Enviada em 09/04/2018

No início do século XX,o American way of Life- estilo de vida americano, era difundido em diversos países, fomentando a ideia de consumo desenfreado, como forma de se obter prestígio e satisfação pessoal. Com a globalização, esse processo chegou até o Brasil, afetando as relações de consumo vigentes. A partir disso,destaca-se que os hábitos de consumo atuais são fortemente influenciados pelas mídias e pela falta de edução financeira.

A priori, é preciso ressaltar que o advento da internet incrementou as práticas de consumo no país, além de influenciar a conjuntura social. A mídia, por sua vez, tem se utilizado dessa ferramenta para manipular o consumidor, estimulando um desejo de insatisfação permanente. Através de mensagens apelativas,de cunho emocional sendo direcionadas a um público alvo, o mercado publicitário tem lucrado com a crescente demanda. Como resultado desse processo  a alienação-(termo cunhado pelo sociólogo karl Marx) cresce, e os indivíduos passam a ser engolidos pela diretrizes do mercado capitalista.

Outrossim, a falta de educação financeira impõe-se como um dos obstáculos ao consumo consciente. No Brasil, as mudanças trazidas pela estabilização econômica a partir da criação do Plano Real em 1994, alteraram o modo das populações lidarem com o dinheiro. O acesso ao crédito fácil, a queda da inflação e o aumento do poder aquisitivo afrouxaram o controle financeiro de alguma famílias. Como consequência disso, o endividamento tem crescido em nosso país,segundo pesquisa da “Pulso Brasil”, 31% dos entrevistados declararam estar nessa situação. Destarte, os recursos naturais vão se esgotando com o alto consumo. A sustentabilidade, que deveria ser tema prioritário é relegada a segundo plano, e o  American way of Life torna-se um tormento.
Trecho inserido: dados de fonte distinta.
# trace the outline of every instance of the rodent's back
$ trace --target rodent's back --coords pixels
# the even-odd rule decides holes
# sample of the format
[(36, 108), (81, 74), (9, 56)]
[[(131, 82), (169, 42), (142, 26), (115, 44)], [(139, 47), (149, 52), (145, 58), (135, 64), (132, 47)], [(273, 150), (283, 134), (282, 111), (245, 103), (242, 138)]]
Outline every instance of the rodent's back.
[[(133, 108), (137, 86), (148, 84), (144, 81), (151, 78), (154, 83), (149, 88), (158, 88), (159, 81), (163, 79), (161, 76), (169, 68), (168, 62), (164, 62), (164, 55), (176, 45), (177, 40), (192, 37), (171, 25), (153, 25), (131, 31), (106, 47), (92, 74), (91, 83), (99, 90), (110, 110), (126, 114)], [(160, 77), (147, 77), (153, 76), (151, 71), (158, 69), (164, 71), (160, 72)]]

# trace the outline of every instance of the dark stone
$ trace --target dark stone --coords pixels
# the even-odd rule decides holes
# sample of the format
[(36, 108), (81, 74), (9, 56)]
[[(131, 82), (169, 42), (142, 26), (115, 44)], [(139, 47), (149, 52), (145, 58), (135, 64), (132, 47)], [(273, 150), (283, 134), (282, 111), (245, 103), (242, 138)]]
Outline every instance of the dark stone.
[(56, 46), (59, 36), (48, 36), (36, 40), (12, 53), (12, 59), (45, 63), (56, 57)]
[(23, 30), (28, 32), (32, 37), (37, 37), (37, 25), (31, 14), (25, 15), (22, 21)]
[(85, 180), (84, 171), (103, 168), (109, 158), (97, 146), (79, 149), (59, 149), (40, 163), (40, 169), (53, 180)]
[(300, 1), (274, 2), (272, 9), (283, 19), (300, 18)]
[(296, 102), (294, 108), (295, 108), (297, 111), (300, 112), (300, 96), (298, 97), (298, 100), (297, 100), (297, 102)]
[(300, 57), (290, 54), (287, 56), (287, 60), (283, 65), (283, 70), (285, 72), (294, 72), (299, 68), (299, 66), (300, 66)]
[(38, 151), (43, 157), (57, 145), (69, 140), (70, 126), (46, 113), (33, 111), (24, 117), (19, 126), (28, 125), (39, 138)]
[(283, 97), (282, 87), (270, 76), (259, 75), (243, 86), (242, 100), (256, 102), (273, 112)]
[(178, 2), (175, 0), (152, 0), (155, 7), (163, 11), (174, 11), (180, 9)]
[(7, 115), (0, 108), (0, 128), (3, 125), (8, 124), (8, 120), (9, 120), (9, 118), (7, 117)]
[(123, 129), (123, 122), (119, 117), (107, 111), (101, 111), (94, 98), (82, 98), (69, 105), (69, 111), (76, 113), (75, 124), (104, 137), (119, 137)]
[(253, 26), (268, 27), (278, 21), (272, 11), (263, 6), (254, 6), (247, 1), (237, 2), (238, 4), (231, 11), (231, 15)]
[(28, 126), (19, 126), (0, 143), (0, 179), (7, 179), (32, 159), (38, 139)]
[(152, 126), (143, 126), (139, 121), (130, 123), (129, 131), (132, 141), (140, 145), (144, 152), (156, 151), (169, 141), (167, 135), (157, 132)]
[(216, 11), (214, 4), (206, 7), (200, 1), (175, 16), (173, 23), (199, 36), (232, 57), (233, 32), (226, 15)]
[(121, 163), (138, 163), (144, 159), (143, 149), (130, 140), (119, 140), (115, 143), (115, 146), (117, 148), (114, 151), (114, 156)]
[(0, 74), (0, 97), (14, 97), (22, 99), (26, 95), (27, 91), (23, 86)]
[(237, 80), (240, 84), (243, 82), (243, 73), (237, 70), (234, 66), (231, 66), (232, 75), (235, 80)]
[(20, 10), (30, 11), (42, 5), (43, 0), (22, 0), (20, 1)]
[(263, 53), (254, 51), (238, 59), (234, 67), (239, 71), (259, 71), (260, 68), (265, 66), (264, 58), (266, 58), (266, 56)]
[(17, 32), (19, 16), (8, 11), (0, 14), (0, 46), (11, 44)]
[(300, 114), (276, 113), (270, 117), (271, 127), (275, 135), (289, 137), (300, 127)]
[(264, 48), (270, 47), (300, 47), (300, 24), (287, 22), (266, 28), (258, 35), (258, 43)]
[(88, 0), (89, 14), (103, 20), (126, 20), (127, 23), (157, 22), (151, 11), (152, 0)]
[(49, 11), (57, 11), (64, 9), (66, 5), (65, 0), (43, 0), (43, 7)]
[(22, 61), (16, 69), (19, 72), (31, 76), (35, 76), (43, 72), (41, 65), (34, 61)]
Logo, infere-se que a sociedade precisa reaver os valores sob os quais está fundamentada. É Imprescindível que o Estado e a escola atuem em conjunto para a construção de um consumo consciente. O governo deve criar campanhas que debatam a importância de se ter equilíbrio na gestão dos recursos, além de promover o acesso da população a assistentes e administradores financeiros por meio de instituições como o Centro de Referência de Assistência Social(CRAS) ,com o intuito de tornar a educação financeira acessível. Concomitantemente, a escola deve incutir em sua grade de ensino matérias voltadas à práticas de consumo sustentável, educando e estimulando os alunos  a fazerem escolhas que possibilitem uma saúde financeira, evitando assim a alienação coletiva enunciada por Marx.